The ISO-646 charsets for Denmark/Norway
<http://www.kostis.net/charsets/iso646.no.html> [ iso-646-NO ] and
Finland/Sweden <http://www.kostis.net/charsets/iso646.se.html>
[ iso-646-SE ] are in practice obsolete, and there never existed one
for Icelandic, but you may run into older 7-bits text files using
them. It is to be noted that 'Ü' is not represented in iso-646-NO for
Denmark/Norway.


1.8.2 Pros and cons of the different representations

If you have been a reader of this group for a while, you may have
noticed that discussion about characters and their representations
occasionally accounts for quite a bit of bandwidth. It often does not
take more than a question about the issue from a new reader, or
someone posting an article with an IBM character set, to get a new
thread going on the issue.

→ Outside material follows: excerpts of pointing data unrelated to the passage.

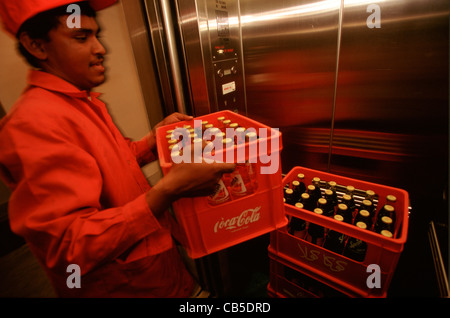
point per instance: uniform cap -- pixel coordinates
(14, 13)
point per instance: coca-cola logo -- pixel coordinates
(238, 222)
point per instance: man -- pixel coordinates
(78, 193)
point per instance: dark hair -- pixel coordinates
(38, 26)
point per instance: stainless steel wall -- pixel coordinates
(370, 103)
(290, 55)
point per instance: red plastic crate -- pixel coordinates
(288, 281)
(210, 228)
(335, 269)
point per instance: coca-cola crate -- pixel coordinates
(208, 227)
(288, 281)
(335, 269)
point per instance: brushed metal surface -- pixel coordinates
(391, 114)
(290, 50)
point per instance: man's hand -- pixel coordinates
(186, 180)
(171, 119)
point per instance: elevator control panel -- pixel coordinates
(224, 33)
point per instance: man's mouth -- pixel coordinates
(98, 65)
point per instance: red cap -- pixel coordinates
(15, 12)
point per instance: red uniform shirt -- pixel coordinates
(78, 196)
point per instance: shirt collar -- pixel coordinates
(54, 83)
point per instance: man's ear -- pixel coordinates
(34, 46)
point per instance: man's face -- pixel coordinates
(75, 54)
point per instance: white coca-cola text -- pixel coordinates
(246, 217)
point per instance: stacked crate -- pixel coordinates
(321, 272)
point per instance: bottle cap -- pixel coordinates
(318, 211)
(386, 219)
(174, 148)
(251, 136)
(391, 198)
(364, 213)
(346, 197)
(228, 142)
(370, 193)
(361, 225)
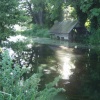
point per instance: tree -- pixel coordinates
(9, 16)
(43, 12)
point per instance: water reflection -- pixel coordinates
(67, 68)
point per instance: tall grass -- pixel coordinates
(14, 87)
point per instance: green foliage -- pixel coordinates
(13, 86)
(37, 31)
(10, 14)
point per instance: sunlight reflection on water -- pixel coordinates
(66, 68)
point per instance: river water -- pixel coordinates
(68, 62)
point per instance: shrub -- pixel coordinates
(14, 87)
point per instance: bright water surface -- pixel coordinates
(68, 62)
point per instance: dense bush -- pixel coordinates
(37, 31)
(14, 87)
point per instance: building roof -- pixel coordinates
(64, 26)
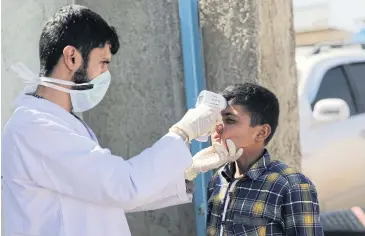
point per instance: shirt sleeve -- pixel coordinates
(301, 211)
(61, 160)
(179, 192)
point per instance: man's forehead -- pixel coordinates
(233, 110)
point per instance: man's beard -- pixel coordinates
(80, 77)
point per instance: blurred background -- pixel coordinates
(311, 53)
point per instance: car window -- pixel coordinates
(357, 72)
(335, 85)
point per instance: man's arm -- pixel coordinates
(179, 192)
(81, 169)
(301, 211)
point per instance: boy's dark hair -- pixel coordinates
(259, 102)
(76, 26)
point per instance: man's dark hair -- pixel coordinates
(259, 102)
(76, 26)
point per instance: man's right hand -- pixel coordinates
(198, 121)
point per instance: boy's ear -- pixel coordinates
(264, 132)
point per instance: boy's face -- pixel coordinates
(236, 126)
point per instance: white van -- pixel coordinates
(331, 95)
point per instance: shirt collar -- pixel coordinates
(253, 173)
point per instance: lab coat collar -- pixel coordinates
(46, 106)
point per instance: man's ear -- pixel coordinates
(72, 58)
(263, 133)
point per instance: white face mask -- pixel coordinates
(81, 100)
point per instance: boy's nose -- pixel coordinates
(219, 128)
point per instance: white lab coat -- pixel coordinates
(57, 180)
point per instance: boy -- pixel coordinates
(256, 195)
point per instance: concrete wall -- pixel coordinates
(246, 40)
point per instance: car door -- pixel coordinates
(333, 164)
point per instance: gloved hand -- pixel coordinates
(212, 157)
(198, 121)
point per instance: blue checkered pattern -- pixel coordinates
(271, 199)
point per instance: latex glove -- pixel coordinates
(198, 121)
(212, 157)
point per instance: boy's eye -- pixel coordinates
(229, 121)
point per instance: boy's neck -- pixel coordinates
(249, 157)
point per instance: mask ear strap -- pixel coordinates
(54, 86)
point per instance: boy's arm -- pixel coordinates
(301, 211)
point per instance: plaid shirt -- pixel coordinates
(271, 199)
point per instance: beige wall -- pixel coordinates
(313, 37)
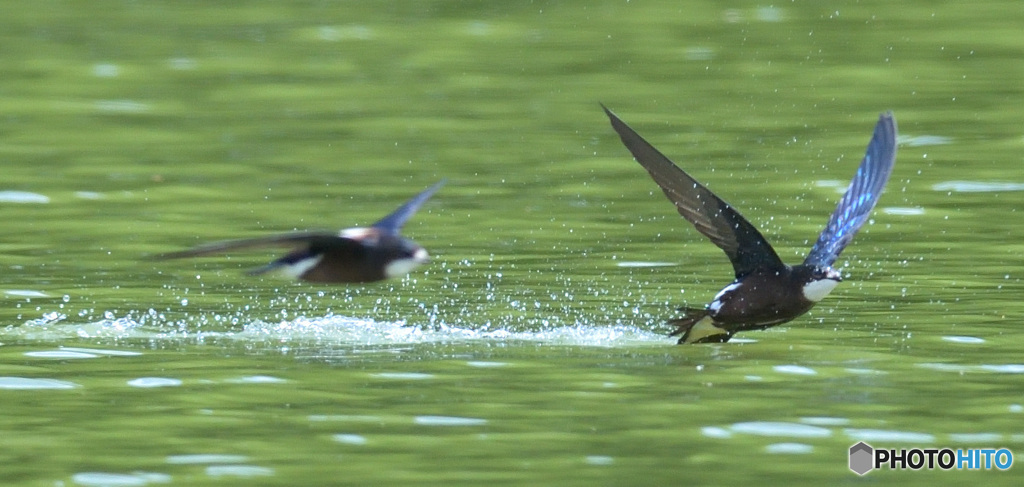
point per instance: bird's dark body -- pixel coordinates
(766, 292)
(351, 256)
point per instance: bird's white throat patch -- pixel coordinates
(817, 290)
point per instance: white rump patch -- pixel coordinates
(817, 290)
(401, 267)
(296, 269)
(716, 303)
(704, 328)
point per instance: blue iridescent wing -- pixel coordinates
(393, 222)
(744, 246)
(860, 197)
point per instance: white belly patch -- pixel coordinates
(816, 291)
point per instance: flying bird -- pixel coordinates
(352, 255)
(766, 292)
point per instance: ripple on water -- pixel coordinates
(102, 479)
(449, 421)
(903, 211)
(349, 439)
(988, 367)
(794, 430)
(31, 384)
(716, 432)
(795, 369)
(645, 264)
(256, 380)
(23, 196)
(964, 340)
(599, 459)
(883, 436)
(824, 421)
(61, 354)
(205, 458)
(924, 140)
(73, 352)
(790, 448)
(986, 438)
(154, 382)
(485, 364)
(239, 471)
(26, 294)
(978, 186)
(404, 375)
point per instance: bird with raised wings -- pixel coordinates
(352, 255)
(766, 292)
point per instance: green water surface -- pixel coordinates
(531, 350)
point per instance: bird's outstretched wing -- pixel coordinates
(860, 197)
(744, 246)
(393, 222)
(285, 239)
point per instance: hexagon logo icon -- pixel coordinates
(861, 458)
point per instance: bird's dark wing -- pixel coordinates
(285, 239)
(393, 222)
(860, 197)
(744, 246)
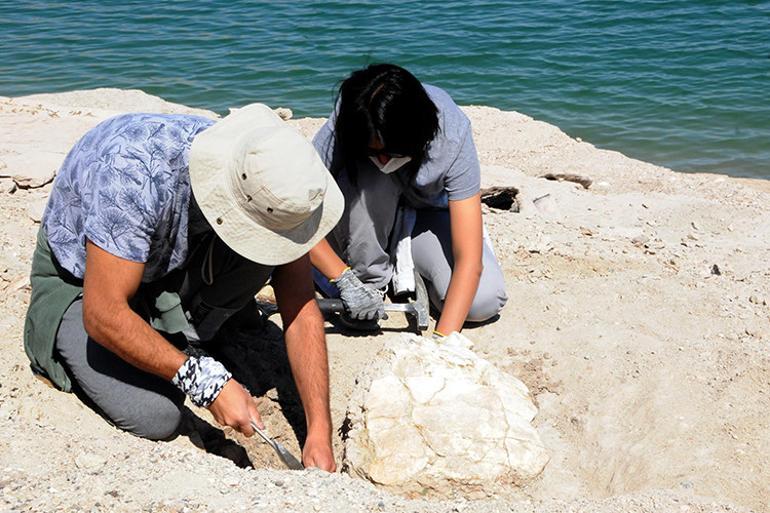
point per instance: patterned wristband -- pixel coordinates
(201, 379)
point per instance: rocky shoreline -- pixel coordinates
(639, 320)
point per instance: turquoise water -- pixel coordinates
(682, 83)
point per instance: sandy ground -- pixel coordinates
(639, 317)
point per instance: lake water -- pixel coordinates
(685, 84)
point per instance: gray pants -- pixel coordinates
(134, 400)
(362, 239)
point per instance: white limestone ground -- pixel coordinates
(638, 319)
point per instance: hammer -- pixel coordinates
(417, 309)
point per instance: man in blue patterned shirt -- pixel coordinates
(173, 223)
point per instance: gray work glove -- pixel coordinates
(362, 302)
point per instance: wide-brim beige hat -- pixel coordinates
(262, 186)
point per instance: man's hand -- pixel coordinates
(361, 301)
(236, 408)
(318, 453)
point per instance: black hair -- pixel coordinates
(386, 102)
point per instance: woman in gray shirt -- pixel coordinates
(403, 155)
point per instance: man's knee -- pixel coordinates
(157, 421)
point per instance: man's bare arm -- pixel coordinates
(109, 283)
(306, 348)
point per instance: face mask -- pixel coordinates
(394, 164)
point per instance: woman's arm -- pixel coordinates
(466, 230)
(323, 258)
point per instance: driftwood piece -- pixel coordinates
(502, 198)
(566, 177)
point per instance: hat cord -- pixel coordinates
(207, 267)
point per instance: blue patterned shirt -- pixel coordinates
(125, 186)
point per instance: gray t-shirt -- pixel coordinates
(451, 170)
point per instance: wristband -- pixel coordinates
(201, 379)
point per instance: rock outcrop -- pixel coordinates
(434, 418)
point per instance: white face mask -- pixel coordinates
(394, 164)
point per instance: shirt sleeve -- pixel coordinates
(463, 178)
(124, 205)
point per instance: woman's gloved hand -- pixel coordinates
(361, 301)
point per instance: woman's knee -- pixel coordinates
(487, 303)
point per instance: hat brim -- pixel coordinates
(210, 170)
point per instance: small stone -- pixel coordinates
(230, 480)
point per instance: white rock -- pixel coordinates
(431, 417)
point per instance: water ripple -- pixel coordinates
(677, 82)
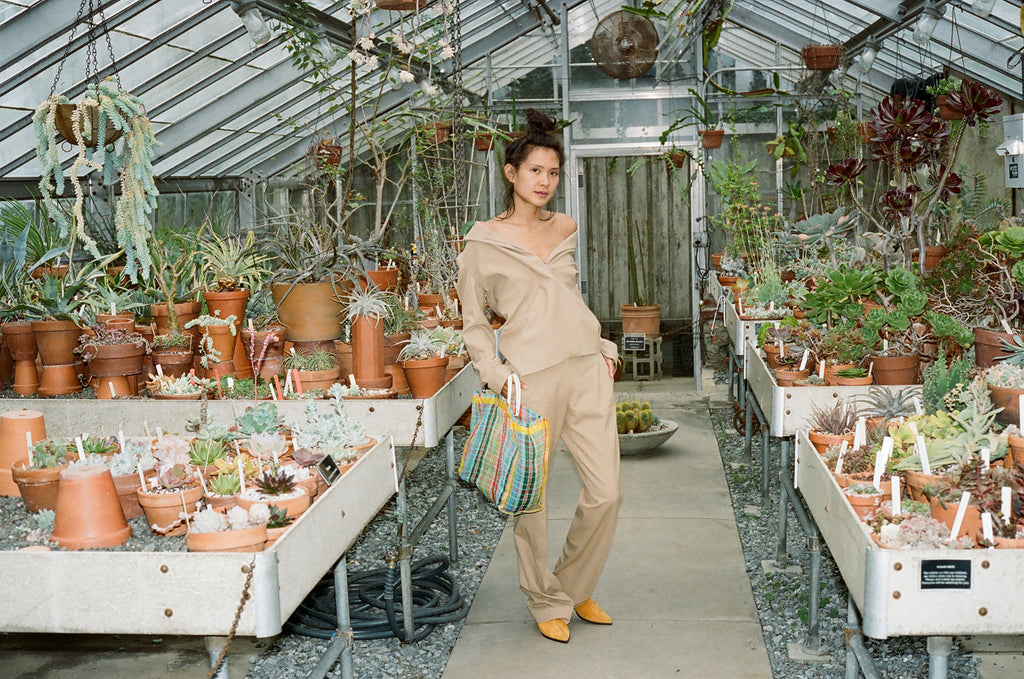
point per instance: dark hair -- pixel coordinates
(539, 134)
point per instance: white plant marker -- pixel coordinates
(896, 496)
(961, 511)
(926, 466)
(839, 461)
(881, 459)
(986, 528)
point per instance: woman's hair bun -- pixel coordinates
(539, 122)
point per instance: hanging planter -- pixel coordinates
(104, 113)
(821, 57)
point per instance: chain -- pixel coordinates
(238, 617)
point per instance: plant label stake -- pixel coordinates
(926, 467)
(881, 460)
(986, 528)
(896, 495)
(961, 511)
(839, 462)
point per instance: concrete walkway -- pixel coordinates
(675, 583)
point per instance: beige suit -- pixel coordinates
(552, 341)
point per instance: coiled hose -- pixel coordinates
(375, 602)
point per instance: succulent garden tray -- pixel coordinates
(895, 590)
(786, 409)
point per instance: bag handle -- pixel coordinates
(515, 401)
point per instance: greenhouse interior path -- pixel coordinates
(675, 584)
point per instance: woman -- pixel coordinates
(520, 265)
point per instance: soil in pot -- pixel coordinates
(88, 512)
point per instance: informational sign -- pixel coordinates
(634, 342)
(329, 470)
(945, 575)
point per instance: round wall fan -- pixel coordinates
(624, 44)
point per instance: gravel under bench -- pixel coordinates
(781, 598)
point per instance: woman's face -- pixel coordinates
(536, 180)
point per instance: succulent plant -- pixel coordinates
(275, 481)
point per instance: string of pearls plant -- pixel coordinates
(105, 108)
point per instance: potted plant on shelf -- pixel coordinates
(115, 359)
(236, 529)
(104, 113)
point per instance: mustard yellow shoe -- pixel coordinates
(591, 612)
(556, 630)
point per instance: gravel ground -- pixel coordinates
(782, 600)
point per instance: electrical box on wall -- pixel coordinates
(1012, 150)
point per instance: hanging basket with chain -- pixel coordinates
(111, 132)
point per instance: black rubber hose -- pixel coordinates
(375, 603)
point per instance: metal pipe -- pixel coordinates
(450, 460)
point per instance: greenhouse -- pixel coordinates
(386, 338)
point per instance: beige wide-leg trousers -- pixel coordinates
(578, 399)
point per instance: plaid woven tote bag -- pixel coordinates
(506, 455)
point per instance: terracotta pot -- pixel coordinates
(822, 441)
(894, 370)
(38, 486)
(821, 57)
(368, 348)
(865, 506)
(223, 342)
(971, 525)
(987, 347)
(293, 506)
(784, 377)
(173, 364)
(88, 512)
(13, 447)
(393, 345)
(232, 303)
(258, 342)
(398, 382)
(311, 311)
(162, 509)
(429, 303)
(1007, 399)
(916, 480)
(127, 486)
(186, 311)
(252, 539)
(425, 376)
(933, 255)
(384, 279)
(316, 379)
(646, 319)
(945, 111)
(114, 359)
(712, 138)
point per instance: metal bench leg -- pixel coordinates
(938, 656)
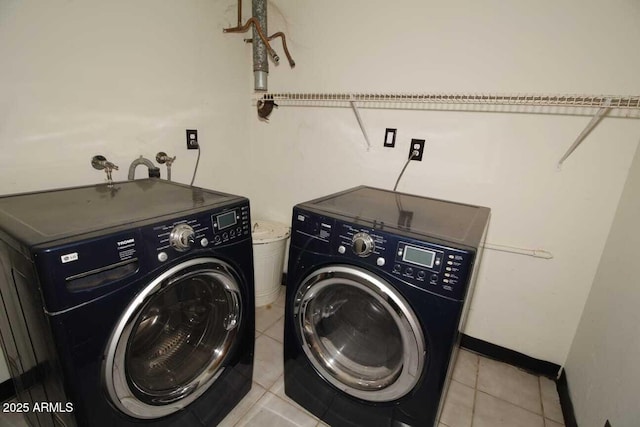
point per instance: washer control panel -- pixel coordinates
(209, 229)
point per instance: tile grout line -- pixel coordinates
(544, 423)
(541, 414)
(475, 391)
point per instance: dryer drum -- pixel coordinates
(359, 333)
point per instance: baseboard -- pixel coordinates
(528, 363)
(7, 391)
(565, 401)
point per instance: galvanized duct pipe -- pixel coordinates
(260, 60)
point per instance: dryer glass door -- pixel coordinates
(359, 333)
(172, 341)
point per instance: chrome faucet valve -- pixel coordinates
(101, 163)
(163, 158)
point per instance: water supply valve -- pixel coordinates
(101, 163)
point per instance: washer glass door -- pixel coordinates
(171, 343)
(359, 333)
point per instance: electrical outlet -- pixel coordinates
(192, 139)
(416, 145)
(390, 137)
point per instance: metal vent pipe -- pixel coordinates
(260, 60)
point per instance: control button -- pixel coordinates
(362, 244)
(182, 237)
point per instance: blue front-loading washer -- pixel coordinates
(378, 284)
(127, 305)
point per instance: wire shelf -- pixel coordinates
(589, 101)
(597, 106)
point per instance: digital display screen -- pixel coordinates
(418, 256)
(226, 220)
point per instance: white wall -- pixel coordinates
(506, 161)
(121, 79)
(602, 367)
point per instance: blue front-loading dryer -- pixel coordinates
(378, 284)
(129, 304)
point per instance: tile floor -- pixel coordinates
(483, 393)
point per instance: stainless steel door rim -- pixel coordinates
(139, 401)
(348, 352)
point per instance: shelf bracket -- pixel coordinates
(602, 111)
(359, 119)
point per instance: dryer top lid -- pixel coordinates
(45, 216)
(409, 214)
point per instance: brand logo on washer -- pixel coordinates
(126, 242)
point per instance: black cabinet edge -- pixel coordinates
(565, 401)
(7, 391)
(493, 351)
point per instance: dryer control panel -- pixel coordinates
(434, 267)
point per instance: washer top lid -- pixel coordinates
(409, 214)
(49, 215)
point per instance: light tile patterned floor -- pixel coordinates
(483, 393)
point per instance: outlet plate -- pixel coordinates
(192, 139)
(390, 137)
(416, 145)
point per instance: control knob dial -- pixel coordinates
(182, 237)
(362, 244)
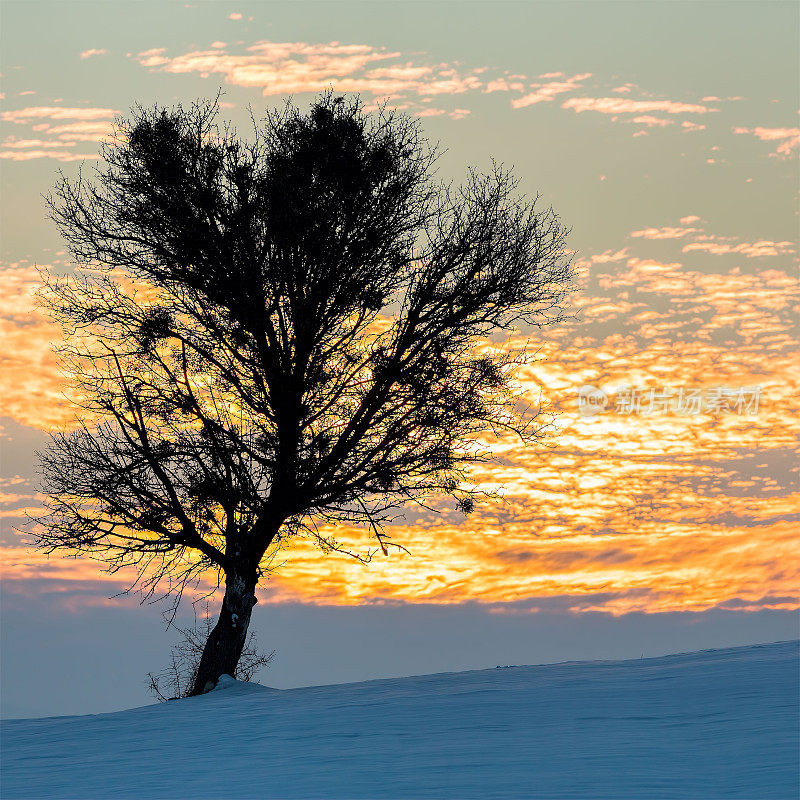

Some want to keep 7-bit ISO-646 (be aware
that they may call it "true ASCII", although strictly speaking, is
not), since 7-bit codes will always get though with any setup; others
want ISO-Latin-1 since it is more universal; and yet others promote
digraphs as the greatest common denominator between the two.

Some pros and cons for each set:
Character set: Advantages: Disadvantages:
__________________________________________________________________

Digraphs * Requires 7-bit only * Ambiguous
("oe" or "o-slash"?)
* Non-optimal compromise

LaTeX * Non-ambiguous 7-bit * Made for typesetting;
representation. somewhat cryptic for
regular text.
* Non-optimal compromise

ISO-646-SE, * Only 7-bit "true" * Different standards
ISO-646-DK representation. for each language
<[\]{|}> * No data loss even * Getting harder to
with old hardware/ find font support
software/setup. (Dying out).
* Shadows the brace,
sqare bracket, pipe,
and backslash chars.

ISO Latin 1 * Utilizes all 8 bits * Requires 8-bit clean
(ISO-8859-1) in a byte; yet avoids connection; older
<ÐÞÆØÅÄÖðþæøåäö..> dangerous codes. systems may cause
* Universal for all data loss.
Western European * May require some
languages. setup.
* Supported by ISO and * In case of stripping,
MIME; true subset of becomes "FXEDVfxedv";
Unicode. difficult to read.

IBM CodePages * Uses all 256 codes; * Uses all 256 codes;
Machintosh set more characters incl. dangerous ones.
<Unacceptable> * Often used in PC * Incompatible with
environments such as the "de-facto" 8-bit
BBS'es. standard ISO-8859-1

__________________________________________________________________


1.8.3 How do I set up support for 7-bit ISO-646 representation?
({|}, [\])

The ISO-646 sets are still supported via varoius fonts and translation
filters. Possible measures to set up support for them are:
* For the "terminal" program shipped with Windows 3.x, simply select
"Denmark/Norway", "Sweden" or "Finland" from the Translations item
in the "Terminal Preferences" dialogue box.
* For MS-Kermit, use the command "set term charcter-set language",
where "language" is one of "Finnish", "Swedish", or "Norwegian".
* For other DOS and Windows communication programs, visit its local
translation tables and insert appropriate translations for '[',
'\', ']', '{', '|', '}'.
* For Unix based news readers, either find a ISO-646 font, or pipe
your newsreader through one of the following commands (Provided
the font you use is ISO-8859-1):

Denmark/Norway: tr '\\]{|}' '\330\305\346\370\345'
Sweden/Finland: tr '\\]{|}' '\326\305\344\366\345'

For instance, in your .cshrc file, insert the following line:

alias rn "rn | tr '\\]{|}' '\330\305\346\370\345'"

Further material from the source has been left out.